Objectives: We compared biologically variable ventilation (BVV) (as previously described) (1) with conventional control mode ventilation (CV) in a model of acute respiratory distress syndrome (ARDS) both at 10 cm H2O positive end-expiratory pressure.
Design: Randomized, controlled, prospective study.
Setting: University research laboratory.
Subjects: Farm-raised 3- to 4-month-old swine.
Interventions: Oleic acid (OA) was infused at 0.2 mL/kg/hr with FIO2 = 0.5 and 5 cm H2O positive end-expiratory pressure until PaO2 was < or =60 mm Hg; then all animals were placed on an additional 5 cm H2O positive end-expiratory pressure for the next 4 hrs. Animals were assigned randomly to continue CV (n = 9) or to have CV computer controlled to deliver BVV (variable respiratory rate and tidal volume; n = 8). Hemodynamic, expired gas, airway pressure, and volume data were obtained at baseline (before OA), immediately after OA, and then at 60-min intervals for 4 hrs.

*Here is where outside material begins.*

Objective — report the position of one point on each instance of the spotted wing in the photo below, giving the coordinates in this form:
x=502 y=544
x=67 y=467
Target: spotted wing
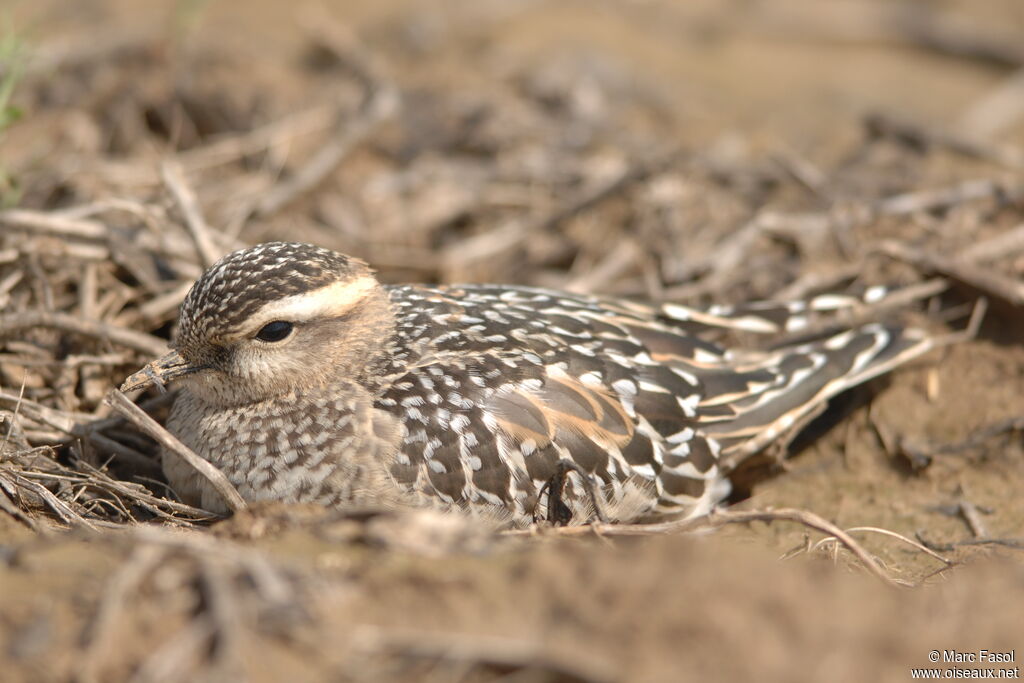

Measurements and main results: At 4 hrs after OA injury, significantly higher PaO2 (213+/-17 vs. 123+/-47 mm Hg; mean+/-SD), lower shunt fraction (6%+/-1% vs. 18%+/-14%), and lower PaCO2 (50+/-8 vs. 65+/-11 mm Hg) were seen with BVV than with CV. Respiratory system compliance was greater by experiment completion with BVV (0.37+/-0.05 vs. 0.31+/-0.08 mL/cm H2O/kg). The improvements in oxygenation, CO2 elimination, and respiratory mechanics occurred without a significant increase in either mean airway pressure (14.3+/-0.9 vs. 14.9+/-1.1 cm H2O) or mean peak airway pressure (39.3+/-3.5 vs. 44.5+/-7.2 cm H2O) with BVV. The oxygen index increased five-fold with OA injury and decreased to significantly lower levels over time with BVV.
Conclusions: In this model of ARDS, BVV with 10 cm H2O positive end-expiratory pressure improved arterial oxygenation over and above that seen with CV with positive end-expiratory pressure alone. Proposed mechanisms for BVV efficacy are discussed.